The study involved 362 youth (age 9-15) attending seven different schools in low-income areas of St. Louis, MO. The students were divided into two groups: an intervention group and a control group. Students in the intervention group (N=297) participated in a 15-week nature-based education (NBE) program. Students in the control group (N= 65) did not participate in the nature-based program. The NBE program consisted of weekly 45- to 90-minute classroom-based sessions focusing on a variety of environmental and health-related topics. The program also included monthly nature-based field trips with hands-on learning experiences. The field trips ranged from a 3-hour outing to an overnight camping experience. Students in both groups (intervention and control) completed a pre- and post-intervention survey that included questions extracted from a validated adolescent HRQoL assessment addressing five HRQoL domains: Physical Activity, Emotional Health Functioning, School Functioning, Social Functioning and Family Functioning.
Survey results showed that, after the 15-week nature-based program, youth in the intervention group experienced significant improvements in all HRQoL domain scores and overall HRQoL, while youth in the control group experienced significant declines in all the domain areas plus in overall HRQoL. The declines in HRQoL outcomes for the control group may be explained by the effects of season on self-reported well-being, as previous research indicates that youth have higher levels of self-reported well-being during Spring and Summer than during Fall and Winter. The fact that this study was conducted from August to December suggests that nature-based activities as experienced by the intervention group “may act as a potential buffer against seasonal declines in youth well-being”.

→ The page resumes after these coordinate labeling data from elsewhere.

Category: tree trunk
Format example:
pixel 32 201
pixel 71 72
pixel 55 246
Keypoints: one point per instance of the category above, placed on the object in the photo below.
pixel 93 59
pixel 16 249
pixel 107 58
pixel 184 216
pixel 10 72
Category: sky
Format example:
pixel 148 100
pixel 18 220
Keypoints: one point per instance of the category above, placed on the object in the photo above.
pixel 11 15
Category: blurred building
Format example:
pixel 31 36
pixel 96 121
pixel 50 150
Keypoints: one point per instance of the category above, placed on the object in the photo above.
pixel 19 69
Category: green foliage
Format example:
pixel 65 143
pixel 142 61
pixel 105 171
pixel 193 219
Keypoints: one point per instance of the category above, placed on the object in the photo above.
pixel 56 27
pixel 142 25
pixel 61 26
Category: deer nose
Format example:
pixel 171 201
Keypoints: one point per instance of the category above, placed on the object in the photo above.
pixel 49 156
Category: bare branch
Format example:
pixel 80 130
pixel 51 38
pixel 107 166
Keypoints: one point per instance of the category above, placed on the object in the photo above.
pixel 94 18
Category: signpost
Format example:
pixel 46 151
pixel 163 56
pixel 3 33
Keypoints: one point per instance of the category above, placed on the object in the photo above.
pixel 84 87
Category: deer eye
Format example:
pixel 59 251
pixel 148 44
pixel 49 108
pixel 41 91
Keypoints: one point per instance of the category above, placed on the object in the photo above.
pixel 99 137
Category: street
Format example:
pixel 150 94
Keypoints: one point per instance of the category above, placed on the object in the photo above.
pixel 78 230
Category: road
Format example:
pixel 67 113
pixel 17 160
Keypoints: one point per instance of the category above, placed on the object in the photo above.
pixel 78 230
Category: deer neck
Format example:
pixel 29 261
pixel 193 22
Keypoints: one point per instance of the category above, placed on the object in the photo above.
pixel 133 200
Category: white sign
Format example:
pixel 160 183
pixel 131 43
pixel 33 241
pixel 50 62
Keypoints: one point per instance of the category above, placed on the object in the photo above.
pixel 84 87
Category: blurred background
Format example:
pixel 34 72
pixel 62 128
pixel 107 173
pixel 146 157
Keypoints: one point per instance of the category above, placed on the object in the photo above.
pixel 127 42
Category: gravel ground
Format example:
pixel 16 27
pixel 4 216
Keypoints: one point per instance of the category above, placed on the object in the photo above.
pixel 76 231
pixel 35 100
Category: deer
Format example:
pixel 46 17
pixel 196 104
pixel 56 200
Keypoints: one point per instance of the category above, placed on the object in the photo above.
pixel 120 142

This study demonstrates that nature-based education (NBE) with an activity-based component can have “a substantial positive impact on the HRQoL of low-income youth.” These results warrant further research. Recommendations for future studies include investigations into different types and durations of NBE. Also of interest would be studies implemented over longer periods of time allowing for investigations into seasonal variability in HRQoL outcomes and studies examining the underlying mechanisms between NBE, health and well-being.